- Active: 1943 - 1945
- Country: United States
- Branch: United States Army Air Force
- Role: Bombardment (Command & Control)
- Part of: Eighth Air Force

= 93rd Combat Bombardment Wing =

The 93d Bombardment Wing is an inactive United States Air Force unit. Its last assignment was with the Second Air Force, based at Sioux Falls Army Air Field, South Dakota. It was inactivated on 28 August 1945.

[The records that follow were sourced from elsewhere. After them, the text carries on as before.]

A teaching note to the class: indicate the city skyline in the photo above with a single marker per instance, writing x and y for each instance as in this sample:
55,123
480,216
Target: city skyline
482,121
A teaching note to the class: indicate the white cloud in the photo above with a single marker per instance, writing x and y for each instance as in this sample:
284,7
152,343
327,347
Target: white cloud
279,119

The wing was a command and control organization for Eighth Air Force. It had no groups until April 1944. Flew in combat in the European theater from 2 June until 14 August 1944 when its groups were reassigned. Programmed to become B-29 Superfortress Wing in the Pacific Theater, but inactivated before becoming operational.

==History==

===Lineage===
- Constituted as 93d Bombardment Wing (Heavy) on 25 October 1943
 Activated on 1 November 1943
 Redesignated 93d Combat Bombardment Wing (Heavy) in August 1943
 Disbanded on 28 August 1945.

===Assignments===
- VIII Bomber Command, 1 November 1943
- 2d Bombardment (later, 3d Air) Division, 22 February 1944 – 18 June 1945
- Second Air Force, c. 27 July-28 August 1945

===Units assigned===
- 34th Bombardment Group: April 1944-18 June 1945
- 385th Bombardment Group: 1 January-4 August 1945
- 490th Bombardment Group: 1 January 1945 – 24 August 1945
- 493d Bombardment Group: April 1944-6 August 1945

===Stations===
- RAF Horsham St Faith, England, November 1943
- Elveden Hall, England, c. 10 January 1944
- Mendlesham Hall, England, c. 30 March 1944 – 11 July 1945
- Sioux Falls Army Air Field, South Dakota, C. 27 July-28 August 1945.